A prefeitura vem celebrando o aumento da oferta das PICs, que passou de aproximadamente 86 mil atendimentos em 2008 para mais de 760 mil em 2023. Usa-se assim a desculpa de que existiria uma demanda orgânica por bobagens disfarçadas de medicina, como se não houvesse um lobby pesado dos proponentes dessas práticas, e um uso populista delas para encobrir deficiências: se os tratamentos de base científica parecem frios ou desumanizados, é preciso corrigi-los, não delegar a face humana do sistema para terceiros.
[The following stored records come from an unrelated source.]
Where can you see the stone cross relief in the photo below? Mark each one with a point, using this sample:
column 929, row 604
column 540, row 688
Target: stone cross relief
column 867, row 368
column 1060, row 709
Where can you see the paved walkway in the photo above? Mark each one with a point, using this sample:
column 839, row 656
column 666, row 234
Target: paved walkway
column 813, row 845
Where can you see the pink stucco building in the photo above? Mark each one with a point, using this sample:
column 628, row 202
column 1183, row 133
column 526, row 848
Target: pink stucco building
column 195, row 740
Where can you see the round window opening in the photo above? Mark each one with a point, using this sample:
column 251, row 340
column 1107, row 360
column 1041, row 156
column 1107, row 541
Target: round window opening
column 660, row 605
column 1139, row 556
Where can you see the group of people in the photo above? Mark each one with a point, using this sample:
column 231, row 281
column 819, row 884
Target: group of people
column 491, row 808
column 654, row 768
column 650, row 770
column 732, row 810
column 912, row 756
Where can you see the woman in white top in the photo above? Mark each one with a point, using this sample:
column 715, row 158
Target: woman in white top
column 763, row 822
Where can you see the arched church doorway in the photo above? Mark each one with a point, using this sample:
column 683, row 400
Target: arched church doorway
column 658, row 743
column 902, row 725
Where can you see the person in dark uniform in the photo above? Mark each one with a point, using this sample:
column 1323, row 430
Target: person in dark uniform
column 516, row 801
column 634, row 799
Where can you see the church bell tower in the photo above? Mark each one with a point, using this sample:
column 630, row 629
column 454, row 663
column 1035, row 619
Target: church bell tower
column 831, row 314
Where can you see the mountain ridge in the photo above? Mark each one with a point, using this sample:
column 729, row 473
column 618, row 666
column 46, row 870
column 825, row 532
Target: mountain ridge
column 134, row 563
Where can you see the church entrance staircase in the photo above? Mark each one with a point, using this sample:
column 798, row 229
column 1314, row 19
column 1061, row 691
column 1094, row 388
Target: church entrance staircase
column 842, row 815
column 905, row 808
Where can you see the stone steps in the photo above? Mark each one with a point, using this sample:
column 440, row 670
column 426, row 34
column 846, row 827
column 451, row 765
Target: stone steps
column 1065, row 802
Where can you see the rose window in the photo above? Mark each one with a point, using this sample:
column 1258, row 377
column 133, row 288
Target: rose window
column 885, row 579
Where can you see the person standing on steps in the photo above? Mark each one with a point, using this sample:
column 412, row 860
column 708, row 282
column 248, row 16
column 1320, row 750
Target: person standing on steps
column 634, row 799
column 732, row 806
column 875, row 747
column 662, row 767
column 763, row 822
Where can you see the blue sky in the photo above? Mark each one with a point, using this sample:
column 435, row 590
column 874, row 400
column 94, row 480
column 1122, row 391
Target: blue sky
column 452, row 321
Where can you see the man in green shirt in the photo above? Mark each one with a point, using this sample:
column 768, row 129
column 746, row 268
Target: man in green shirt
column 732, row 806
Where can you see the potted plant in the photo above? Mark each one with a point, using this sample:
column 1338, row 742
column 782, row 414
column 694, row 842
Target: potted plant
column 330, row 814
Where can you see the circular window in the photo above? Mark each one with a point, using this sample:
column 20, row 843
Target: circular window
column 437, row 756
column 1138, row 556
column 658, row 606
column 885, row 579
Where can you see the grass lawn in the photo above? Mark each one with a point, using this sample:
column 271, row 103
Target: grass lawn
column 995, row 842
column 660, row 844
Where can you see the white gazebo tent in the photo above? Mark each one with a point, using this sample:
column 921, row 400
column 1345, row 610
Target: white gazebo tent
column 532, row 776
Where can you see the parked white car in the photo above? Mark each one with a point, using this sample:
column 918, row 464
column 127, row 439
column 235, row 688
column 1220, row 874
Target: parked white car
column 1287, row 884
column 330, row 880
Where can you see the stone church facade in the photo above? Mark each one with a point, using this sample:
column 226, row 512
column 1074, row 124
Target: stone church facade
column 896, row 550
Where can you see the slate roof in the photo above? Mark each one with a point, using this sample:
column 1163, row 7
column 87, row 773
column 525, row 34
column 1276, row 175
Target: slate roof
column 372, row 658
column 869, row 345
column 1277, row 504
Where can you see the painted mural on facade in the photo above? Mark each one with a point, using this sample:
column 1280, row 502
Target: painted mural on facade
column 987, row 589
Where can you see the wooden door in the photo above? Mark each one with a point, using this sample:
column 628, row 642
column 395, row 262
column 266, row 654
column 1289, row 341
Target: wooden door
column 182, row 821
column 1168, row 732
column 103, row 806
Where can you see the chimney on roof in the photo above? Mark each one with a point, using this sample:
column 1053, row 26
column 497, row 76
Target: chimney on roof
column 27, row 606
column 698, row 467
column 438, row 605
Nesse aspecto, as PICs funcionam mais ou menos como a política dos médicos descalços de Mao Tse Tung nas décadas de 1960-70 na China.

Para cumprir a promessa de prover cuidados médicos para toda a população, entretanto sem profissionais de verdade em número suficiente, ou tempo e meios para formá-los, Mao decretou a integração da medicina moderna com a medicina tradicional chinesa, “resolvendo” — ou melhor, escondendo — o problema com uma canetada. Mais detalhes podem ser encontrados no livro “Que bobagem!”, de autoria minha e de Carlos Orsi. Curiosamente, a explosão de atendimentos paulistanos de PICs aparece a partir de 2022, depois de ter sido promulgada a portaria, sugerindo que a demanda é empurrada pela oferta, não vice-versa.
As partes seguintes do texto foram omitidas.